On the 22 November 2022, the European Court of Justice ("ECJ") ruled that the changes introduced by Directive 2018/843 ("5AMLD"), allowing unrestricted public access to beneficial ownership registers, is in breach of Articles 7 and 8 of the Charter of Fundamental Rights of the European Union (the "Charter").
Serious Interference with Fundamental Rights
The ECJ criticised the unrestricted nature of public access to beneficial ownership registers and the fact that the information made available to the general public relates to the identity and personal data of the beneficial owner as well as to the nature and extent of the beneficial interest held in legal entities.
It held that the difficulty in providing a detailed definition of the circumstances and conditions under which the public may access information on beneficial ownership is no reason for the EU legislature to provide for the general public to access that information.

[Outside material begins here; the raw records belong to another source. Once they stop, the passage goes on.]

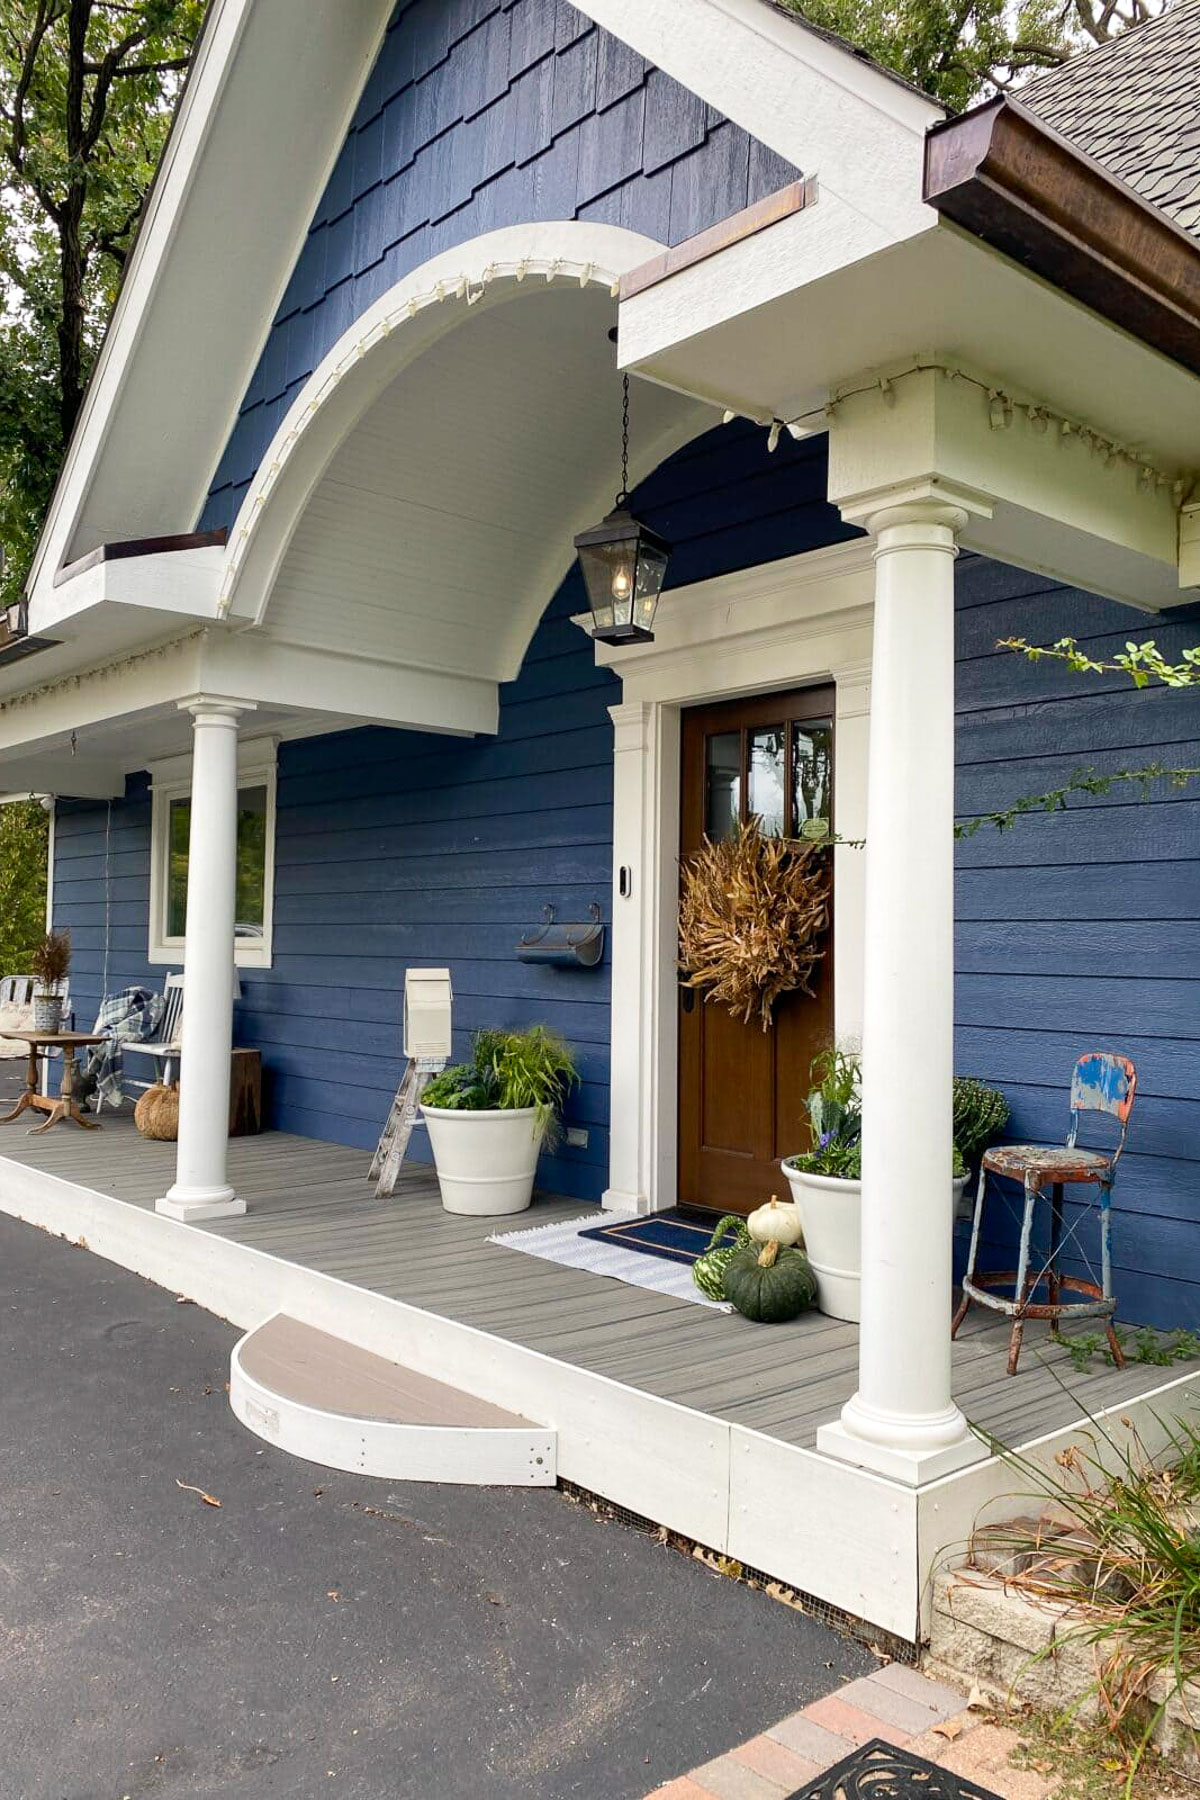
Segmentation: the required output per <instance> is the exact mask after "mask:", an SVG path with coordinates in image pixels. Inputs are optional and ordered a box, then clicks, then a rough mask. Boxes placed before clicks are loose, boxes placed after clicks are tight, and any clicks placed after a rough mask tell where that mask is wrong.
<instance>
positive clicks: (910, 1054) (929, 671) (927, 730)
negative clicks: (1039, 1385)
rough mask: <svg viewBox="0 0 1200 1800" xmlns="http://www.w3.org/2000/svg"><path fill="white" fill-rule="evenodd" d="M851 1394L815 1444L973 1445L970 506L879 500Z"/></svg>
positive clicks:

Furthermore, the Court noted that the principle of transparency cannot be considered an objective of general interest capable of justifying the interference with the fundamental rights guaranteed in Articles 7 and 8 of the Charter and that combating money laundering and terrorist financing is as a priority a matter for the public authorities and for entities such as credit or financial institutions and not the general public.
Impact of the ECJ Ruling
This ECJ ruling could have wide-reaching consequences on registers containing company information and demonstrates a further shift towards the protection of privacy and personal data.
Following the judgment, the search facility on the RBO register for beneficial ownership information is suspended and is providing access to "designated persons" only.
Further detail on specific circumstances and conditions under which the public may access information on beneficial ownership is likely to follow.